Bug #4012
closed[Crunch] crunch-job bandaid: use eval/retry to wrap api calls that are likely to fail a long-running job due to a transient error condition
Updated by Tom Clegg about 10 years ago
- Subject changed from [Crunch] crunch-job bandaid: wrap api calls that can fail in an eval and retry to [Crunch] crunch-job bandaid: use eval/retry to wrap api calls that are likely to fail a long-running job due to a transient error condition
Updated by Ward Vandewege about 10 years ago
- Assigned To set to Brett Smith
- Story points changed from 0.5 to 1.0
Updated by Peter Amstutz about 10 years ago
This looks pretty good, just one comment on the algorithm. If the requests are timing out instead of failing fast, you may up waiting significantly longer than $timediff before giving up: a five minute job (300 seconds) would do 8 retries, if there is a 60 second timeout plus backoff that means it would spend well over 10 minutes retrying before giving up. Suggest tweaking retry_op() to try/retry (with backoff) until the wait time is exceeded, and at least three times?
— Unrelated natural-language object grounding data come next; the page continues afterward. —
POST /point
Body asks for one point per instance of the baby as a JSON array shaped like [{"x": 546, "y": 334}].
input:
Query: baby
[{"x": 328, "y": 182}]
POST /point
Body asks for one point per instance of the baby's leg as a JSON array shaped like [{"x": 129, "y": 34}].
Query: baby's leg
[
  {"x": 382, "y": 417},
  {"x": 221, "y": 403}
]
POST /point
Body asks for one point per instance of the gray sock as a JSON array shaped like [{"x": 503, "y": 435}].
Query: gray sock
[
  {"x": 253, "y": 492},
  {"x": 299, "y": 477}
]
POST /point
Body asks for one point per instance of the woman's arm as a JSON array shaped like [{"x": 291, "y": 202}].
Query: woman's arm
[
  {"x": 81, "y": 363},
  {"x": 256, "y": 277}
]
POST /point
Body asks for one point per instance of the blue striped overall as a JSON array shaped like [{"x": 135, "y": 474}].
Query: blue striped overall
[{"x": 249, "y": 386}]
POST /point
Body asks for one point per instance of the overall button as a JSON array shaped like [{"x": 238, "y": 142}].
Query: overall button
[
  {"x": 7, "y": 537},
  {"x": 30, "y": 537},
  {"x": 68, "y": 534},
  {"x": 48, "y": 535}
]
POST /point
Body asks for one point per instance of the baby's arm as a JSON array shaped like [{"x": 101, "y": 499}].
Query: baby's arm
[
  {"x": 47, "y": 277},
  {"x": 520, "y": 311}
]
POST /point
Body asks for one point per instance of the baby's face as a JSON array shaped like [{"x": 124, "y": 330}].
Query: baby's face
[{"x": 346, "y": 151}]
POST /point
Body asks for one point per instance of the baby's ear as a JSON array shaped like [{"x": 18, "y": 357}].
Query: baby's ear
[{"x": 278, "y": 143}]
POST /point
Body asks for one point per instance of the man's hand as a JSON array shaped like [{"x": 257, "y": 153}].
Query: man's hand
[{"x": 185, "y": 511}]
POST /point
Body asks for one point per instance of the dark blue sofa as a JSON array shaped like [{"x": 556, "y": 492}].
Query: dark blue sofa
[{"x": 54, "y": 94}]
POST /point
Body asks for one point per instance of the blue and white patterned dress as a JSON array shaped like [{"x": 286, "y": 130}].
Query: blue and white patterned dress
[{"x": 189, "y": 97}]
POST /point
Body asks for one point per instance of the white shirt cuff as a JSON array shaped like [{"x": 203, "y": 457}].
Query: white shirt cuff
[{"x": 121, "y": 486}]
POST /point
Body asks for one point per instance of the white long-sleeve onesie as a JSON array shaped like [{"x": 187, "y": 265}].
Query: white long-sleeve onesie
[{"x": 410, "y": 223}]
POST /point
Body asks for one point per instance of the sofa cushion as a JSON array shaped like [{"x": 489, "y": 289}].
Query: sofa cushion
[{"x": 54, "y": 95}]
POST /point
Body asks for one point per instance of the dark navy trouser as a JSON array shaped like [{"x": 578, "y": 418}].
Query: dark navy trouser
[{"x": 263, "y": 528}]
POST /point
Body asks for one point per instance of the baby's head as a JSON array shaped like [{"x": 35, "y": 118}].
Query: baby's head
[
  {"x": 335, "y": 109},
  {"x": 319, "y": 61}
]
Something like:
my $wait = 1; my $giveup_time = time + calculate_giveup_time(); while (time < $giveup_time) { sleep($wait) if $wait > 1; $wait *= 2; my $result = eval { $operation->(@_); }; if (!$@) { return $result; } }
Updated by Brett Smith about 10 years ago
Peter Amstutz wrote:
If the requests are timing out instead of failing fast, you may up waiting significantly longer than $timediff before giving up
Yeah, that's an issue. Fixed in 7e35706 and ready for another look. Thanks.
Updated by Brett Smith about 10 years ago
- Status changed from New to Resolved
Applied in changeset arvados|commit:344c6dcdbae76310879c85a736e4e6cce05d5645.